We are providing 64-bit assembly implementation of SHA-1 using platform independent NASM[7] syntax (it was also tested with YASM[8]). We wanted the final performance to be the best and independent of the platform and compiler being used. Assembler, in the case of SHA-1, has a solid performance advantage over C/C++ code with all the compilers we tried. The speedups ranged from large to moderate. Coding in assembly language allowed perfect control over the instruction scheduling as well as register allocation, which compilers cannot yet achieve. The assembly code employs macros efficiently to remain high-level. The code should be easy to integrate into existing applications. Please refer to the instructions in the beginning of the source file. We took care of the CPUID SSSE3 feature flag check and dispatch. A 32-bit version may show up later too, although it must be noted that the smaller number of registers available to 32-bit apps will impact performance compared to 64-bit code.

### Conclusion

This implementation notably advances the performance of SHA-1 algorithm compared to existing implementations. We are encouraging all projects utilizing SHA-1 to integrate this new fast implementation and are ready to help if issues or concerns arise (you are welcome to leave a comment or write an email to the authors). It is provided "as is" and free for either commercial or non-commercial use. We are already working with several interested customers and open source projects to integrate it. Hopefully you will see this SHA-1 implementation as a part of OpenSSL library, and, of course, Intel Integrated Performance Primitives will have it soon too.
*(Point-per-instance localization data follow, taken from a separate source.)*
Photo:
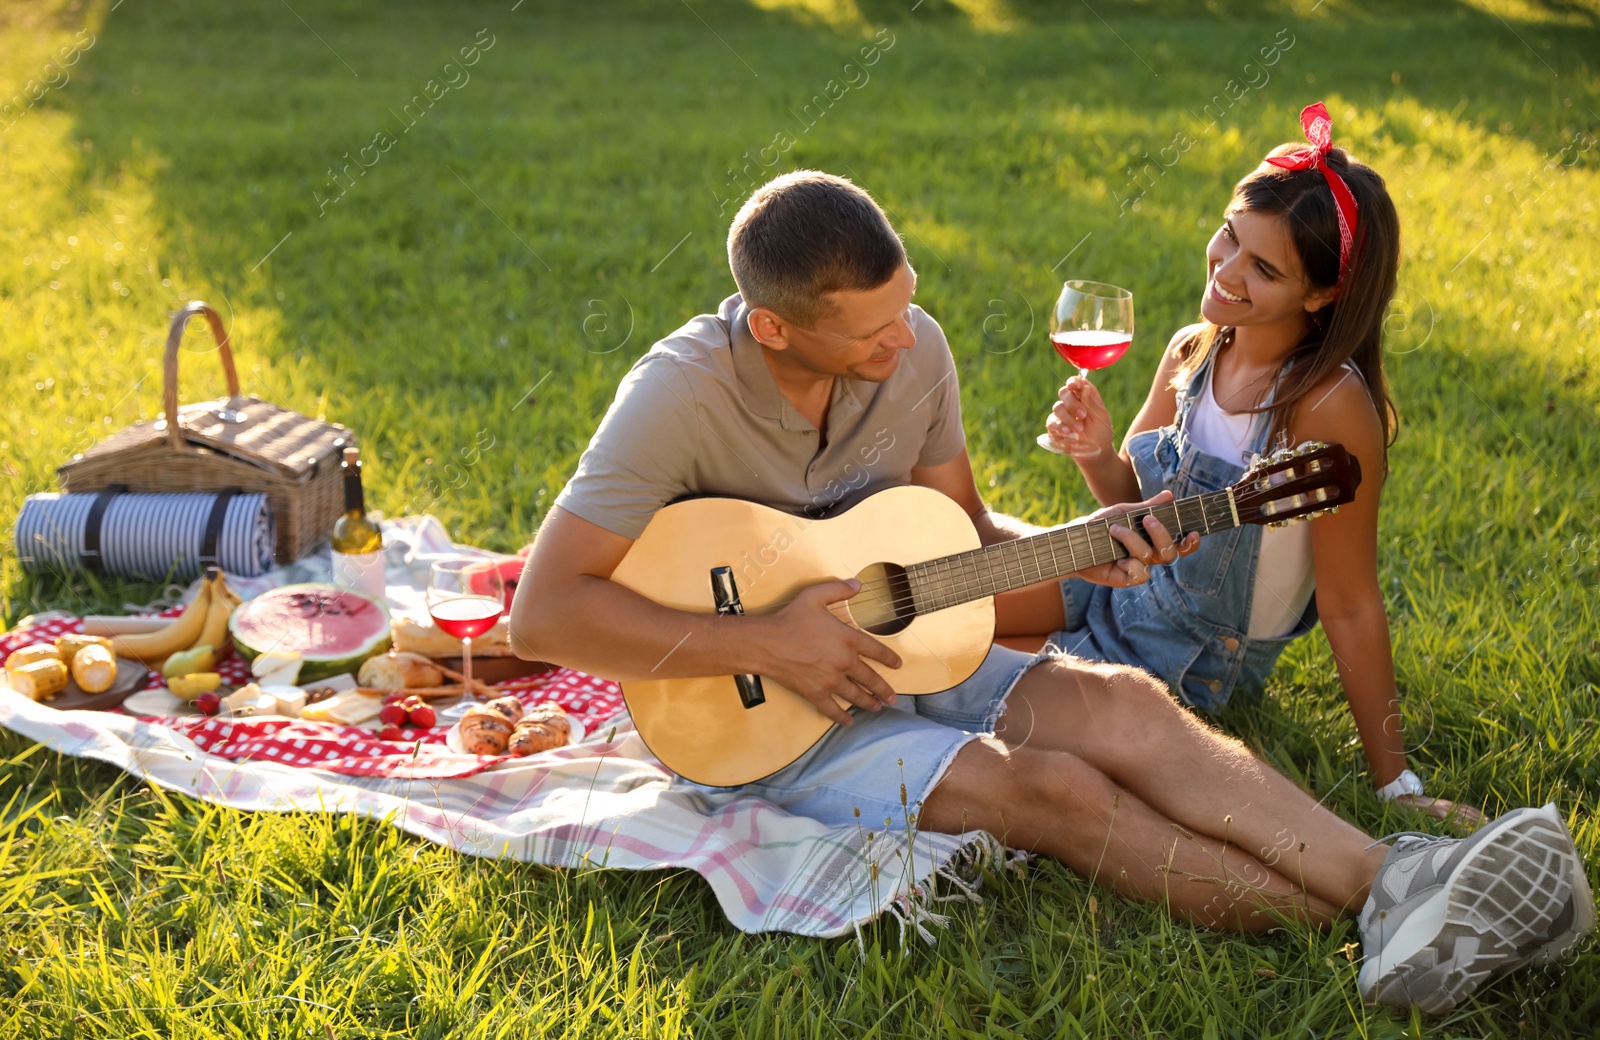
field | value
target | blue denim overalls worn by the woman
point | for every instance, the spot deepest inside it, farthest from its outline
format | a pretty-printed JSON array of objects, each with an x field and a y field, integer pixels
[{"x": 1188, "y": 623}]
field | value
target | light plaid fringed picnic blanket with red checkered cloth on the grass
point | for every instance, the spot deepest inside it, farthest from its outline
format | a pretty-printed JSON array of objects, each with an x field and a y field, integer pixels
[{"x": 604, "y": 802}]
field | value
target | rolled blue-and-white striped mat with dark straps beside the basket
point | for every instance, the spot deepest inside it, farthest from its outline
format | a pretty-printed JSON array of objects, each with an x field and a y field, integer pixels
[{"x": 146, "y": 535}]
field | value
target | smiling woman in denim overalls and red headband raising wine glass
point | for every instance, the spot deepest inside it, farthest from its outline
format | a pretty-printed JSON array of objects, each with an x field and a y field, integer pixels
[{"x": 1300, "y": 276}]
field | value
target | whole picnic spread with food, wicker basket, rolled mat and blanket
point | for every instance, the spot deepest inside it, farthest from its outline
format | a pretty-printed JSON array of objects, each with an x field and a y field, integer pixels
[{"x": 324, "y": 662}]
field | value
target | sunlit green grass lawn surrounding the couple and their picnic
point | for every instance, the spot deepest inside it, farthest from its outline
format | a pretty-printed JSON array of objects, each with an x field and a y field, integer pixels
[{"x": 569, "y": 194}]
I would like to thank and give credit to Dean Gaudet for his SHA-1 vectorization research, with several key ideas used in this implementation, as well as to a few exceptional engineers from various corners of Intel who contributed to this arguably world-best SHA-1 implementation for IA at the moment. They are: Ronen Zohar, Jim Guilford, Vinodh Gopal, Wajdi Feghali, Mark Buxton, Shay Gueron, Zino Benaissa and Anu Suryanarayanan. Thank you very much.